You are viewing a plain text version of this content. The canonical link for it is here.
Posted to user@cassandra.apache.org by Joseph Wonesh <jo...@sticknfind.com> on 2019/02/12 16:45:06 UTC
Group By Does Not Follow Clustering Order
Hello,
I have a materialized view defined by the following:
CREATE MATERIALIZED VIEW m_ps_project_policy_device0 AS
SELECT policy_id, device_id, project_id, namespace,
metric_type, blufi_id, beacon_id, event_uuid, state, date_created,
policy_name, beacon_name, blufi_name, value, duration FROM
policy_state0
WHERE policy_id IS NOT NULL AND device_id IS NOT NULL AND
project_id IS NOT NULL AND namespace IS NOT NULL AND metric_type IS
NOT NULL AND blufi_id IS NOT NULL AND beacon_id IS NOT NULL AND
event_uuid IS NOT NULL AND state IS NOT NULL AND date_created IS NOT
NULL
PRIMARY KEY ((project_id), policy_id, device_id, date_created,
blufi_id, beacon_id, state, namespace, metric_type, event_uuid)

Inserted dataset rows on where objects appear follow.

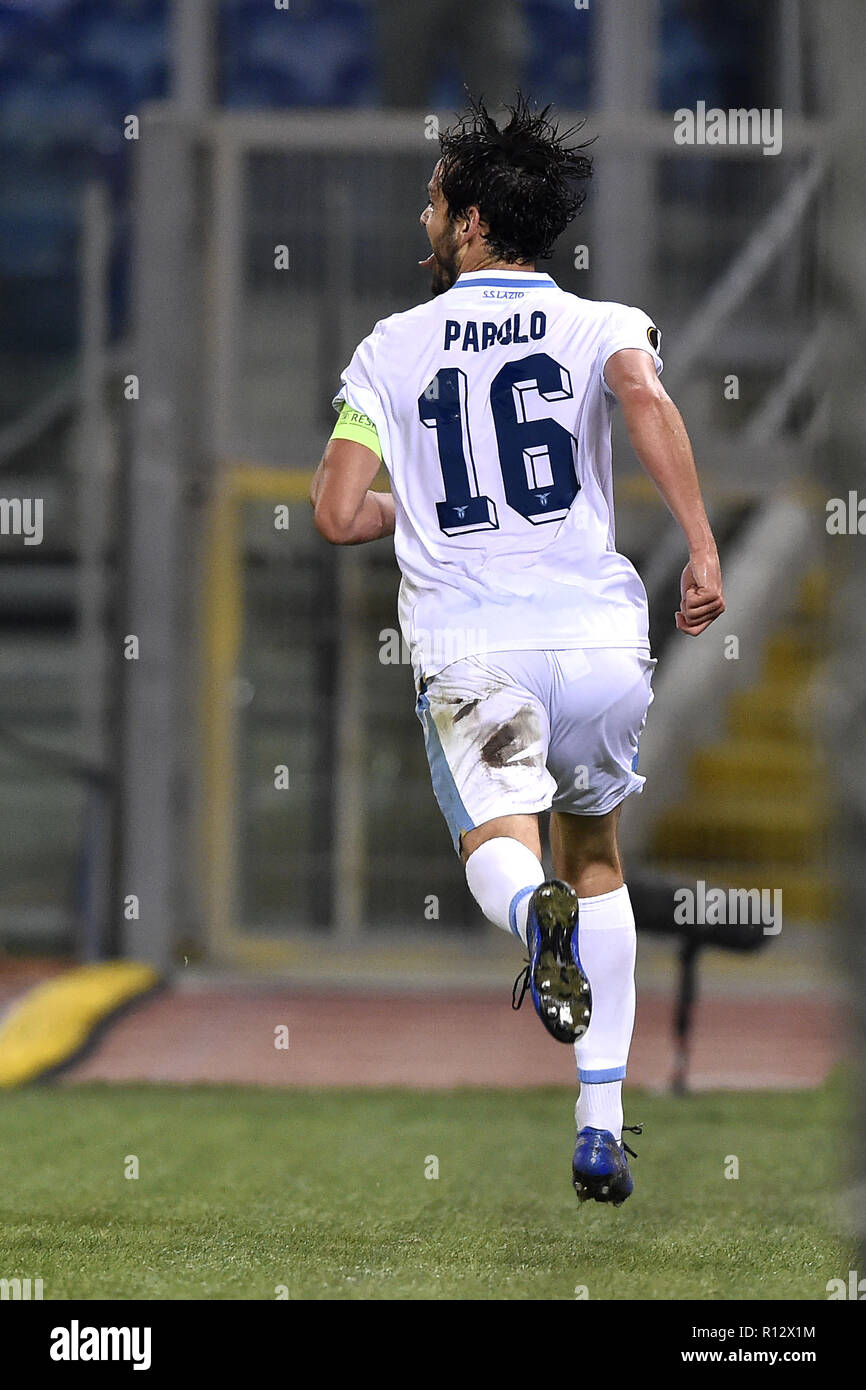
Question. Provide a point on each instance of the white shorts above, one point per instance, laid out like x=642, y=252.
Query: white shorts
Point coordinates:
x=517, y=733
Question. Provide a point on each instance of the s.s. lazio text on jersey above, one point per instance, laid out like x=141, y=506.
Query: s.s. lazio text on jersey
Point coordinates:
x=477, y=337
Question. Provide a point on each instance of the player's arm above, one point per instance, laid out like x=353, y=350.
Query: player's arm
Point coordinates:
x=345, y=510
x=660, y=442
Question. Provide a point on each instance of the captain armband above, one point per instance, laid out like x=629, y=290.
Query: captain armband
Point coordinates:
x=353, y=424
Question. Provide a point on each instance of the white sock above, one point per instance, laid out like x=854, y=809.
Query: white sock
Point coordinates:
x=608, y=954
x=501, y=876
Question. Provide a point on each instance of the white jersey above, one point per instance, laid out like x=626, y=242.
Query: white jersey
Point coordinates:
x=494, y=420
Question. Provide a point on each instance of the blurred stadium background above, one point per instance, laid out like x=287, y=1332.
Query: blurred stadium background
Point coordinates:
x=203, y=207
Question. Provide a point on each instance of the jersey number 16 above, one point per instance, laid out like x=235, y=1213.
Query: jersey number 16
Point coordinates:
x=537, y=458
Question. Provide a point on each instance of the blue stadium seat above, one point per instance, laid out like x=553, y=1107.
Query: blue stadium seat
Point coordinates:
x=134, y=49
x=325, y=53
x=56, y=109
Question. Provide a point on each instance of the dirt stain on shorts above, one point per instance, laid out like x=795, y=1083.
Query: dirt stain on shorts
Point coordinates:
x=505, y=742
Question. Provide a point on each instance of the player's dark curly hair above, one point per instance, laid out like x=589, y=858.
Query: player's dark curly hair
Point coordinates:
x=521, y=178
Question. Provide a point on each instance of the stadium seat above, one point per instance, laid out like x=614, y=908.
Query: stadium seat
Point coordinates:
x=559, y=54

WITH CLUSTERING ORDER BY (date_created DESC);
This view works fine if i run a query like the following:
SELECT * FROM m_ps_project_policy_device4 where project_id=1337 and
policy_id=7331 and device_id='1234567890' limit 1;
The result of this query gives me the most recent due to the date_created
desc clustering order.
However, this query does not behave as expected:
SELECT * FROM m_ps_project_policy_device4 where project_id=1337 and
policy_id=7331 and device_id='1234567890' group by policy_id, device_id
limit 1;
The result of this query gives me the FIRST record from the partition,
which is the OLDEST record due to the clustering order desc.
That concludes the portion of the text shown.